Routine urine testing

A urine sample can be obtained in a few different ways, the most common being ‘free catch’. For dogs, this means following them around the garden with a collection pot and waiting for them to wee. For cats, there is special litter you can use in their litter tray which is non-absorbent and means you can collect the urine afterwards. Within the practice, we can also collect urine by using a catheter or by a method called where a small needle is placed directly into the bladder and the urine withdrawn into a syringe in a sterile manner. This procedure sounds quite alarming, but we find that cats tolerate it well as they generally do not feel it.

When we look at the urine sample, typically we will check the concentration of the urine, known as the urine specific gravity, the composition of the urine by using a dipstick test, and we can use our Sedivue machine to detect any particles present.

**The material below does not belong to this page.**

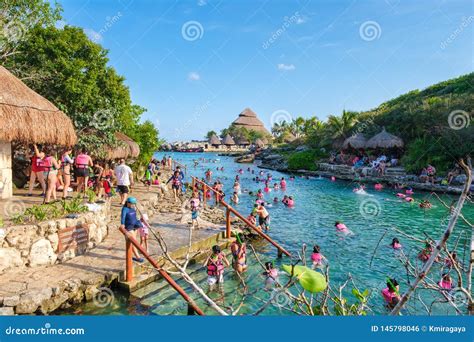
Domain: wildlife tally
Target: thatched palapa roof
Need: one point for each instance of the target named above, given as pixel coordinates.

  • The urine specific gravity will provide information about the hydration status of your pet and can be particularly useful in investigating the health of the kidneys.
  • The dipstick has pads on it that will change colour if the urine is positive for that parameter. It will test for the presence of blood, protein and glucose, as well as ketones, bilirubin, urobilinogen and the pH level. A urinary infection might show up positive for blood with increased protein levels. Diabetes would present with glucose and maybe ketones in the urine.

How are routine tests useful?

If your pet is ill, it’s obvious why we would want to look at performing blood and urine tests to try to work out what is wrong, but there are many benefits to running regular testing as well, even when your pet appears healthy.

  • Getting baseline values – for every parameter measured in blood tests, there is a reference range of ‘normal’ values within which around 95% of clinically well pets will fall. However, some individuals may naturally fall outside of these reference ranges, but if this isn’t known about before they fall ill it might be mistaken for an abnormal result.
  • Monitoring trends over time – even if a result falls within the normal reference range, if testing is done regularly and we see a trend either upwards or downwards, it can help us to detect a problem at an earlier stage, before the result becomes ‘abnormal’. This is a very proactive approach which can really improve treatment outcomes.
  • Finding a problem early – animals cannot tell us when they’re ill, so we have to rely on sometimes subtle symptoms. In many cases, we may see changes on a blood or urine sample before any symptoms might be recognised by an owner. This early detection can be hugely beneficial in successfully treating or managing a condition.
  • Peace of mind – many times, when we run a blood sample, the results are negative for what we are testing for. Some owners that we still don’t know what is wrong. But actually, if there is nothing abnormal detected, it means we have ruled out a huge number of disease possibilities. When carrying out regular blood testing, getting results can bring peace of mind, especially in older animals.

In summary, carrying out regular blood and urine testing on your pet can help provide valuable information for the future, allow us to put preventative or management measures in place to help mediate a disease process and allow you to sleep easy at night, knowing as well as you can that your pet is in good health.